Friday, May 24, 2013

The Mind That Likes To Know

It is impossible to know anything. Try telling that to the mind that likes to know.

Teachers are reluctant to let this cat out of the immediate bag, since to do so would leave them without students, and therefore without that final role as teacher.

The mind cannot stand the idea of not being able to know something. That doesn't change the fact that existence is a mystery. Not a single thing can be known.

Yet religions have tried to know for a long time. So they created differing stories to explain away the unknowns, and leave the story listeners to feel as though they now know. But we've now replaced the religious stories with scientific answers, as though giving each of the four elements of the DNA code names like "DNA" and "ACTG" and saying that there are "four" of them, will actually be like KNOWING this portion of reality. I'm afraid just because we can observe things and report them with language doesn't mean we KNOW them at all. In fact, to insist that things ARE the way we report them is just plain lying.

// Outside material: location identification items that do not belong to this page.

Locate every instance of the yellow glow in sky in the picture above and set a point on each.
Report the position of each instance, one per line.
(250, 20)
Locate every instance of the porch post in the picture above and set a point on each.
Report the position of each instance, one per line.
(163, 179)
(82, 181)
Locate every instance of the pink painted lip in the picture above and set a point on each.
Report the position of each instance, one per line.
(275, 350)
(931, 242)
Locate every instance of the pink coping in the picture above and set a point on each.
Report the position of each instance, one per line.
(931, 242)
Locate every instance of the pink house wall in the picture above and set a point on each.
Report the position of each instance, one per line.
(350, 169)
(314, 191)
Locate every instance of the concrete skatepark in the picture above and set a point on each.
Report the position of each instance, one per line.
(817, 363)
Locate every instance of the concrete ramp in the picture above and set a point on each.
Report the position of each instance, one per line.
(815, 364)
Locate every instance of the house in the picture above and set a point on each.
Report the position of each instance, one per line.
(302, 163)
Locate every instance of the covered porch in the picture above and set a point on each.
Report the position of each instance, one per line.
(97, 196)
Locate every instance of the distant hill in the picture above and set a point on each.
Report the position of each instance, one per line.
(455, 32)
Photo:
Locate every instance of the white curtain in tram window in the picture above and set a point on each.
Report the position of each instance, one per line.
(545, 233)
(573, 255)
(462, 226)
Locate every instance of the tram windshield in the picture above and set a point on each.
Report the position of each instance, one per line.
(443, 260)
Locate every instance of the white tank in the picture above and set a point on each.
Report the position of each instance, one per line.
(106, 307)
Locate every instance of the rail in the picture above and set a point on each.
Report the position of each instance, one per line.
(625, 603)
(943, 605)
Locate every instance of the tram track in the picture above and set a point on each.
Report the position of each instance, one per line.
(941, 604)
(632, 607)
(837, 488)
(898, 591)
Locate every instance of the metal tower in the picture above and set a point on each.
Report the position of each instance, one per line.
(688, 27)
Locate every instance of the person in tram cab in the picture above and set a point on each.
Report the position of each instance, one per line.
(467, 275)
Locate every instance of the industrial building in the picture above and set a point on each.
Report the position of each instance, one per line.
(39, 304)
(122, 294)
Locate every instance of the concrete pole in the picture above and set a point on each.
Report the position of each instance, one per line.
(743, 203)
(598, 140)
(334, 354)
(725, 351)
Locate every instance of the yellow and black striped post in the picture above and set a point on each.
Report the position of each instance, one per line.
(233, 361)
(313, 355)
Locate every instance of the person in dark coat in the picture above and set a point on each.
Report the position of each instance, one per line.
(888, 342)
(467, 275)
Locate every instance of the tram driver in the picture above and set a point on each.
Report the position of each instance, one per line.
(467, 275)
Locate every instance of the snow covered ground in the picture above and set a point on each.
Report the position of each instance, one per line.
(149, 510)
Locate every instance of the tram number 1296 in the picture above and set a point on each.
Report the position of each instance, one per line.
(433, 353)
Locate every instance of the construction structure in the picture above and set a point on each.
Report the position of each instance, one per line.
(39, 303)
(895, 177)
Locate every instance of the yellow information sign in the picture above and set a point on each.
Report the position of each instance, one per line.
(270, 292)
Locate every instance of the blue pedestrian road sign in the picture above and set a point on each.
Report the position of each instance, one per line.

To KNOW something, we'd have to step outside of the cosmos, look back at the cosmos, point at it, and say, "There it is, I know it, and now there is the known and I am the knower." Impossible.

Words are not the thing. Scientists cling to their linguistic interpretations of observations the way Bible-belters cling to their certainty that killing Muslims is to their fictitious God's liking.

The question for all of us is: What are we clinging to and insisting is reality? Because reality certainly is NOT whatever it is we are thinking, saying, or believing it is. If you think you KNOW reality, welcome to the new knowledge that you are living in the same illusion as anyone who has a belief.

Truth is, happening is happening, and there's nothing anyone can say about it. It isn't good or bad or whatever dualistic ideas we make up to describe things and events. It's just happening happening, and nothing more.

Try telling that to the mind that likes to know.